Естественно, далеко не все были согласны с тем, что имажинизм — революционное направление. Так, например, в книге «Красный Парнас» современник имажинистов Федор Иванов рассматривает именно вопрос об отношении имажинистов к революции. Сначала он подробно разбирает конфликт между имажинистами и футуристами. И затем, основываясь на столкновении этих группировок, Иванов делает вывод, что в русской авангардной поэзии 1910—1920-х годов существуют два начала русской революции: конструктивное, созидательное — футуризм и соответственно деконструктивное, разрушительное — имажинизм. Если футуризм, так или иначе, основывается на русской революции 1917 года и является естественным следствием текучих общественных потрясений, то имажинизм — «яркий цветок умирающего декаданса, поэзия разрушения и неверия, его языком заговорила культура, дошедшая до предела, до самоуничтожения». Декадентские обертоны имажинизма подчеркивает и В. Марков: «Имажинизм перекликается с декадансом не раз. Яснее всего это выступает в заключительный, «мариенгофовский» период, когда издавался журнал «Гостиница для путешествующих в прекрасном» (1922–1924). <.. > Слово «декаданс», разумеется, не в употреблении, но иногда поздние имажинисты проговариваются. Например, Иван Грузинов в статье „Пушкин и мы“ <…> декларируя связи имажинизма с XVIII веком, особенно с Тредиаковским, тут же называет последнего „декадентом восемнадцатого века“».
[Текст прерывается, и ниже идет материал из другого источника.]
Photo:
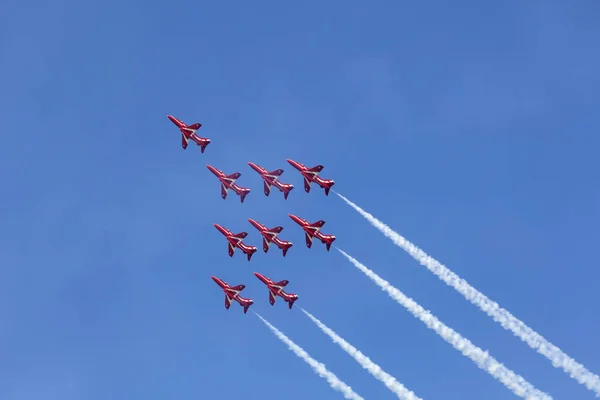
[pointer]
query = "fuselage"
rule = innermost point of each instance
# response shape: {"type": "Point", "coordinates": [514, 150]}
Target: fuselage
{"type": "Point", "coordinates": [228, 182]}
{"type": "Point", "coordinates": [233, 294]}
{"type": "Point", "coordinates": [271, 179]}
{"type": "Point", "coordinates": [276, 289]}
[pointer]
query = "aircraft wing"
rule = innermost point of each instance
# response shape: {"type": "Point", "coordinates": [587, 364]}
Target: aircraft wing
{"type": "Point", "coordinates": [238, 288]}
{"type": "Point", "coordinates": [277, 172]}
{"type": "Point", "coordinates": [224, 190]}
{"type": "Point", "coordinates": [266, 244]}
{"type": "Point", "coordinates": [307, 185]}
{"type": "Point", "coordinates": [267, 188]}
{"type": "Point", "coordinates": [193, 127]}
{"type": "Point", "coordinates": [308, 239]}
{"type": "Point", "coordinates": [184, 141]}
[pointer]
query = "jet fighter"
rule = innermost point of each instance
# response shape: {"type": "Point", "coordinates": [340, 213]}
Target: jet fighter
{"type": "Point", "coordinates": [313, 231]}
{"type": "Point", "coordinates": [312, 175]}
{"type": "Point", "coordinates": [228, 182]}
{"type": "Point", "coordinates": [270, 236]}
{"type": "Point", "coordinates": [272, 179]}
{"type": "Point", "coordinates": [276, 289]}
{"type": "Point", "coordinates": [189, 132]}
{"type": "Point", "coordinates": [233, 293]}
{"type": "Point", "coordinates": [235, 240]}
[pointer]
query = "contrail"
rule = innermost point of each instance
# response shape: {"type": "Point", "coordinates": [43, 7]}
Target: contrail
{"type": "Point", "coordinates": [389, 381]}
{"type": "Point", "coordinates": [508, 321]}
{"type": "Point", "coordinates": [319, 368]}
{"type": "Point", "coordinates": [512, 381]}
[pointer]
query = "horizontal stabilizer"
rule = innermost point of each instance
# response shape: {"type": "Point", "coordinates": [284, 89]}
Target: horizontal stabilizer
{"type": "Point", "coordinates": [277, 172]}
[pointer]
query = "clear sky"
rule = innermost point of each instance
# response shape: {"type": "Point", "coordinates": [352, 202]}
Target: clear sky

Иванов находит в поэзии имажинистов демонтаж революционных идей, характеризуя их метод как «разрушение ради разрушения». В первую очередь это относится к Мариенгофу, так как он единственный «настоящий» имажинист из всей группы. Такую точку зрения разделяет и Шершеневич, называя Мариенгофа «рожденным с имажинизмом»: «Ивнев и я были очень близко знакомы с футуризмом; Есенин и Кусиков начали свою поэтическую деятельность безымянно. Только ты один родился вместе с имажинизмом». Имажинизм оказывается для Иванова антитезой пролетарской литературе, которая является синонимом творческого созидания: «Разрушение — вот основное содержание всей этой поэзии имажинистов от <… > Вадима Шершеневича до <…> Анатолия Мариенгофа <…> рушительство — их стихия, ибо они настоящие дети выкормившего их века, неверующие, яркие, но ядовитые цветы <…> революции…» Любопытно, что, отрицая имажинистский аморализм, критик перекликается в своей работе с Бодлером.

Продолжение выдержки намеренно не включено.